Entransy Theory and Its Application to Heat Transfer Analyses in Porous Media

A physical quantity, entransy, is suggested to describe the heat transfer capability of the porous medium in terms of the analogy between heat conduction and electrical conduction. The entransy, which corresponds to the electric potential energy in a capacitor and the fluid potential energy in porous media respectively, is dissipated during heat transfer processes and the entransy dissipation is a measure of the heat transfer irreversibility. Since the existing expression of effective thermal conductivity (ETC) defined by the ratio of the heat flux to the temperature difference is not valid for the porous media with complex thermal and geometric boundary conditions, the entransy dissipation based ETC has been defined to characterize the heat transfer performance of porous media.
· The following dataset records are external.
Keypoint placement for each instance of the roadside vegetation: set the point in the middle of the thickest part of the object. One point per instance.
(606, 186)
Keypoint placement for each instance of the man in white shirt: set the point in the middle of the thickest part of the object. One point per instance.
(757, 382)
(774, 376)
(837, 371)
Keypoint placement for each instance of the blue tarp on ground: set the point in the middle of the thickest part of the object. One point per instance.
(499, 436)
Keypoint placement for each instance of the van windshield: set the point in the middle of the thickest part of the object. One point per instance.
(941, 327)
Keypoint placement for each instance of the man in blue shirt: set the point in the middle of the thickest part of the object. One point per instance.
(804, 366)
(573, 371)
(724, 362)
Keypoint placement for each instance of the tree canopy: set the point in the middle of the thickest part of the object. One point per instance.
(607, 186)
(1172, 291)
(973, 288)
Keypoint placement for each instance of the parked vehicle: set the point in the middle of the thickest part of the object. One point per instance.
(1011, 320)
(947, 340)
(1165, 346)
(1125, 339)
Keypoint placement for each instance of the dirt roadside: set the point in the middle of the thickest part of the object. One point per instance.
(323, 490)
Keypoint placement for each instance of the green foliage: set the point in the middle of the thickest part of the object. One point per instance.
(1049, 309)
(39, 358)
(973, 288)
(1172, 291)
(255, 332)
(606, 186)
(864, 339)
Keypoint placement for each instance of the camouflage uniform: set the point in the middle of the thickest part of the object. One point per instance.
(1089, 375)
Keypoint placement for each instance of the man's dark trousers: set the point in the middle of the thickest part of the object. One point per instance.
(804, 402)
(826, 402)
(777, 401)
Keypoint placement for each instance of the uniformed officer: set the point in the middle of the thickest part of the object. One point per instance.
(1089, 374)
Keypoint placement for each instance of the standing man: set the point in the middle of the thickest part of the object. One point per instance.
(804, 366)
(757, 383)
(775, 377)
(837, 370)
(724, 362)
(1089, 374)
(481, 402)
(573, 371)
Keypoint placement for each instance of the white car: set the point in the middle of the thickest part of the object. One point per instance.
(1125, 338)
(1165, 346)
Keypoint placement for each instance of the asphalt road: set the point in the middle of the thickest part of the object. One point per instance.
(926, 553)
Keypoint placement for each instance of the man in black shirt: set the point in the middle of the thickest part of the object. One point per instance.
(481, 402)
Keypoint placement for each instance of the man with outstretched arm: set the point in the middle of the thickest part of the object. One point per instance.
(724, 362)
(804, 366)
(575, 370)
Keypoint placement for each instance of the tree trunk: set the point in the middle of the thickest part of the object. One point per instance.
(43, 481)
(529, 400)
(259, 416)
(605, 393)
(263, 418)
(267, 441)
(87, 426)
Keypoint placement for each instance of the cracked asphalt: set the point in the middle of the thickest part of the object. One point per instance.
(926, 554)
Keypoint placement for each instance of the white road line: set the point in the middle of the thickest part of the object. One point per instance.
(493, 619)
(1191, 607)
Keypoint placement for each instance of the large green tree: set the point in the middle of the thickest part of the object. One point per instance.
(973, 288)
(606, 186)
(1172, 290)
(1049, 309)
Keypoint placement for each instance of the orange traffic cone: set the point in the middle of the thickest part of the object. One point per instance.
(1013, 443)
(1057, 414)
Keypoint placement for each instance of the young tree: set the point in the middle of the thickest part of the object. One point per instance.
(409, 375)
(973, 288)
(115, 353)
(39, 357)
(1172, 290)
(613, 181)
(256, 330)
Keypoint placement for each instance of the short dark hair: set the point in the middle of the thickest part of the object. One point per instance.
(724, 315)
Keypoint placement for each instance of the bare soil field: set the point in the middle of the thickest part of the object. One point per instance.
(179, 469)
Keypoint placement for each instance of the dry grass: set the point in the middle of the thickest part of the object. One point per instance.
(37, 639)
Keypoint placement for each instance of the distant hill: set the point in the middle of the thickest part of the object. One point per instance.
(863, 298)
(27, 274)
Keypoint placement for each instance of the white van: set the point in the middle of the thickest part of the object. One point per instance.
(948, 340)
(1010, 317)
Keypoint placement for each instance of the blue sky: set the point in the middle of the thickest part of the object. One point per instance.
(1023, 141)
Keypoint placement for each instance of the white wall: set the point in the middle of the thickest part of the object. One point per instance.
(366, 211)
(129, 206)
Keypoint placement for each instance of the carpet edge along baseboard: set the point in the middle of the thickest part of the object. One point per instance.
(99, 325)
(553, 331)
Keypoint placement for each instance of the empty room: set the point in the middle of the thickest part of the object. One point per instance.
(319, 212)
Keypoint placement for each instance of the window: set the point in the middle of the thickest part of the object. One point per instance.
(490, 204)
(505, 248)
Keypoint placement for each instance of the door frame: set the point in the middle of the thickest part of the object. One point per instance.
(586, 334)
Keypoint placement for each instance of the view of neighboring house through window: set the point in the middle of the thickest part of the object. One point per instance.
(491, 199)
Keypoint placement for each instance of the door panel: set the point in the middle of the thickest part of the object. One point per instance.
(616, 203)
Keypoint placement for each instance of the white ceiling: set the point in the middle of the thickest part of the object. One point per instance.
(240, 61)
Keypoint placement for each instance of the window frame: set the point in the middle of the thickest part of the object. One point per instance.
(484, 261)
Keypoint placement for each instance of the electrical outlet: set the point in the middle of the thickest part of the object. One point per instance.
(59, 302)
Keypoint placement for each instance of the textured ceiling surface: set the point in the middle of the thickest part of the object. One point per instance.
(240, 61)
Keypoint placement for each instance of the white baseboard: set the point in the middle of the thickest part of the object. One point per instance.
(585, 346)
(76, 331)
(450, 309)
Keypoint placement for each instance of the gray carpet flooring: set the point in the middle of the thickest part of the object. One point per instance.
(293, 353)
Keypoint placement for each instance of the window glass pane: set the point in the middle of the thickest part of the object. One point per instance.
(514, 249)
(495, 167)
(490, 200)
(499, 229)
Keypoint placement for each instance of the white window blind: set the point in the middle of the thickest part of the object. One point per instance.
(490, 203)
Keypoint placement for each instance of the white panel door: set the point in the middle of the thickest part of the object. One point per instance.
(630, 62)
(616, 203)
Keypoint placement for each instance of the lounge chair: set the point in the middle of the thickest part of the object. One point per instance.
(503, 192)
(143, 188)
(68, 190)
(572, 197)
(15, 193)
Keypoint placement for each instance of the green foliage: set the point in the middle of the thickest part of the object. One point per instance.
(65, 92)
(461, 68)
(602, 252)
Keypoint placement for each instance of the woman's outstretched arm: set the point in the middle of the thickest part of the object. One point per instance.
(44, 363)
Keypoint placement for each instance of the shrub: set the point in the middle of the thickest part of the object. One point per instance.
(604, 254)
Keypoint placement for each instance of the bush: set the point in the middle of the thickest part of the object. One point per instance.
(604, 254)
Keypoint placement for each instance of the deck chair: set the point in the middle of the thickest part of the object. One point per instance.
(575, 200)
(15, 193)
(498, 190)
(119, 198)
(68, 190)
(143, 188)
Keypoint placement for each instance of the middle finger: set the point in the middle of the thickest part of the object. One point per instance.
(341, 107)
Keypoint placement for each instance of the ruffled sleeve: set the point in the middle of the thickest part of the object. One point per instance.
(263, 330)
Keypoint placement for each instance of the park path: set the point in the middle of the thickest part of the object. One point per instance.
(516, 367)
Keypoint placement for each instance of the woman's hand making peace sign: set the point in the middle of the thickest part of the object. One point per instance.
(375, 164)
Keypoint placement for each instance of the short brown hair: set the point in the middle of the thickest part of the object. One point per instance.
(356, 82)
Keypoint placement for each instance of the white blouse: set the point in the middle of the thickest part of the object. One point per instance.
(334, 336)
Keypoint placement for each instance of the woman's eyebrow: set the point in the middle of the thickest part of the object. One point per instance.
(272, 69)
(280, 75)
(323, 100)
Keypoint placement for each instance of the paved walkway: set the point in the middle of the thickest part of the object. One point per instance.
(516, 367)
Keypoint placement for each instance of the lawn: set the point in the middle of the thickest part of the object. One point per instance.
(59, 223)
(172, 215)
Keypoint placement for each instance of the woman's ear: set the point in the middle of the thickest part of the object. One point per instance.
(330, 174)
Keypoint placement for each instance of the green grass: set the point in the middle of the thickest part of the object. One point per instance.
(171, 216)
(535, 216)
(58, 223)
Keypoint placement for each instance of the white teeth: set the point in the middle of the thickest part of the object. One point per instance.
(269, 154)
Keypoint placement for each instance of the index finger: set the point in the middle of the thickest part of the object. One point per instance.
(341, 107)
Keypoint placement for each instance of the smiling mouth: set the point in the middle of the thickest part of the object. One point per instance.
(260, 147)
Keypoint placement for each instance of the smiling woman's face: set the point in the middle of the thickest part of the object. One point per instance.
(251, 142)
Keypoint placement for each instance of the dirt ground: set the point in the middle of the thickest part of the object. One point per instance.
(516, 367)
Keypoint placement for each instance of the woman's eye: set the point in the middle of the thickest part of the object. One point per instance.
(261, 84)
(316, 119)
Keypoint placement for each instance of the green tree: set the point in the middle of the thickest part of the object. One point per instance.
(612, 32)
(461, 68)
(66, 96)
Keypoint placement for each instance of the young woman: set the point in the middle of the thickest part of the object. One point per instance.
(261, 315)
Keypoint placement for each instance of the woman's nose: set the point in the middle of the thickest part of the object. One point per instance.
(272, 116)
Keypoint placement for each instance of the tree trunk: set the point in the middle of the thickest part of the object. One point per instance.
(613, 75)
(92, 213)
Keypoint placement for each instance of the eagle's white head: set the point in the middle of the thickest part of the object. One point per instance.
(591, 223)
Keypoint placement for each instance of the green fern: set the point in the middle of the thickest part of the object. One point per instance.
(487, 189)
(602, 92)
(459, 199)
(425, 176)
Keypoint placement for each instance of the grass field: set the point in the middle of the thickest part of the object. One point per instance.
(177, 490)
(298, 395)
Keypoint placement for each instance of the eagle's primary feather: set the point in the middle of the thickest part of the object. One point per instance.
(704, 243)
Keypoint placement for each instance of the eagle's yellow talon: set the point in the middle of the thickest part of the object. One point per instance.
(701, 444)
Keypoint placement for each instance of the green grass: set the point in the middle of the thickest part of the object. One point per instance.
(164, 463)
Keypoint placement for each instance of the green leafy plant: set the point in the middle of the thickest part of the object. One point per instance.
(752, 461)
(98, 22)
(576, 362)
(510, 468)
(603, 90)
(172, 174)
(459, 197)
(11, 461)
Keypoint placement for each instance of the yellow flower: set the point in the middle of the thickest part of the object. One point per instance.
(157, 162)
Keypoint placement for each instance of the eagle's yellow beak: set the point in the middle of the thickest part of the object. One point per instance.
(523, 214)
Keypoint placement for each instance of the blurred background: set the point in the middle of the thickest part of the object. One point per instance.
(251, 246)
Another concept of nondimensional particle size (NPS), i.e. the ratio of the element/particle size to the porous media thickness, is introduced to numerically examine the effect of element/particle sizes with the emphasis on the influence of boundary conditions on the new ETC of porous media. The results show that for a two-phase porous media with parallel mode, starting from heat flux boundary there is a thermal entry region of heat conduction, where the temperature distribution is non-uniform. Hence, reducing the NPS will effectively reduce the thermal entry region and the total entransy dissipation rate, and consequently increase the ETC of porous media. Because the temperature profile varies with distance along the heat flow in the entire heat conduction domain for the regular particle distribution mode with a uniform heat flux boundary, decreasing the NPS will heighten the temperature fluctuation frequency in the entire domain, which enlarges the total entransy dissipation rate, and finally leads to the reduction of the ETC of porous media.